Kenya imposes ban on logging for 90 days

Kenya’s Deputy President William Ruto on Saturday suspended logging in all forests in the country for the next three months as water levels in major rivers continue to drop at alarming levels. This move is part of efforts by the country’s government to respond to the drought that is sweeping the country.

“The government has with immediate effect imposed a moratorium on timber harvesting in all public and community forests for a period of 90 days to allow reassessment and rationalisation of the entire forest sector in Kenya,” Ruto said.

The ban on logging comes three days after the country’s Members of the National Assembly Environment and Natural Resource Committee appealed to the Government to consider totally banning logging to save the water towers.

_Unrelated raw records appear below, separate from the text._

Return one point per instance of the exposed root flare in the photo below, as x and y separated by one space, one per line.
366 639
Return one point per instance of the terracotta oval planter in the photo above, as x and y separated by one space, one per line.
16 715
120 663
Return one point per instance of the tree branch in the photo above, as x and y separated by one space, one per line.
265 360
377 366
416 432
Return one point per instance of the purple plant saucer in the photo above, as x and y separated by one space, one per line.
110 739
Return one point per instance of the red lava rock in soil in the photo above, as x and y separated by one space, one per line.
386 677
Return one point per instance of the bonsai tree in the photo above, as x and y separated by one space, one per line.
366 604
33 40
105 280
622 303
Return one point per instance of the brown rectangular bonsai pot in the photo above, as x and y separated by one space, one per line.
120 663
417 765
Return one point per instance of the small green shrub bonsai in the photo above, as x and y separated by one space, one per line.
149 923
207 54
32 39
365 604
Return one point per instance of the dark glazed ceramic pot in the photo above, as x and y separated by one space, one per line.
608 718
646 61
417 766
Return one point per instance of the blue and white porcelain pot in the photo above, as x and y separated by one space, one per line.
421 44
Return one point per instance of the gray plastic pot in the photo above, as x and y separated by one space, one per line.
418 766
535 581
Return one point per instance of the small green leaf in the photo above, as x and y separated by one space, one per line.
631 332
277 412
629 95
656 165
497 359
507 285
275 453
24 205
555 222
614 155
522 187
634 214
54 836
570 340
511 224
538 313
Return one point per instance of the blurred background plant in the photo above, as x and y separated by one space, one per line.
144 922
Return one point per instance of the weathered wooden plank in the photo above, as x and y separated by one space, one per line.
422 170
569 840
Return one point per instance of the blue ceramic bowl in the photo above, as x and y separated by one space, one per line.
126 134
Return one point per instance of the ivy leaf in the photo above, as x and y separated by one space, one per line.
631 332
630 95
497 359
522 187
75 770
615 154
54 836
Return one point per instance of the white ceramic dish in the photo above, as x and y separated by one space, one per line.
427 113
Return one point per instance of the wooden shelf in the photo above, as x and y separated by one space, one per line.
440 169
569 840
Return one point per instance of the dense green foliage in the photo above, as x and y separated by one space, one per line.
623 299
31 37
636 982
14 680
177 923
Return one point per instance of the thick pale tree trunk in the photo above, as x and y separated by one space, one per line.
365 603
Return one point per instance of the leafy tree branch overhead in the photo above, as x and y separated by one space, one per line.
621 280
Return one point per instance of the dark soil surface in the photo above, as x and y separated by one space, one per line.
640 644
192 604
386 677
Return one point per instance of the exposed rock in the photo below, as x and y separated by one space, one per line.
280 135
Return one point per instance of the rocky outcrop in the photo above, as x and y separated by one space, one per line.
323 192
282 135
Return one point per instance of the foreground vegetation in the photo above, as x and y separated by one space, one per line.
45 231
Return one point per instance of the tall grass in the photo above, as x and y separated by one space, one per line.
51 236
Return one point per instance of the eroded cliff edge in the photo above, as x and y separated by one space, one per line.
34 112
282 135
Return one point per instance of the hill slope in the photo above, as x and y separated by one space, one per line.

In addition to the ban on tree cutting for 90 days Mr. Ruto asked the environment ministry to form a task force working group to find solutions to the crisis.

Before independence in 1963, forests covered 12% of Kenya but today they represent only 7.5% of it’s territory as illegal logging, charcoal production and human encroachment have continued to ruin the country’s watersheds.

Among them, the most important – the Mau Forest in the Rift Valley, whose rivers feed 7 lakes, including Lake Victoria and the Masai Mara game reserve. “It’s too late, this decision should have been made ten years ago,” said Richard Keter, chairman of the NGO Greenlife Ecosystem, replanting trees in the Mau forest.

As Earth Journalism reports, as early as 1990, people invaded the Mau forest to burn trees into charcoal, an activity that decimated the forest and drove away much of the bee population. By 2000, this damage had spread to more than 100,000 hectares of the forest.

According to United Nations Environment Programme (UNEP), up to 107,000 hectares of the Mau Forest Complex’s 416,000 hectares were destroyed between 1990 and 2001.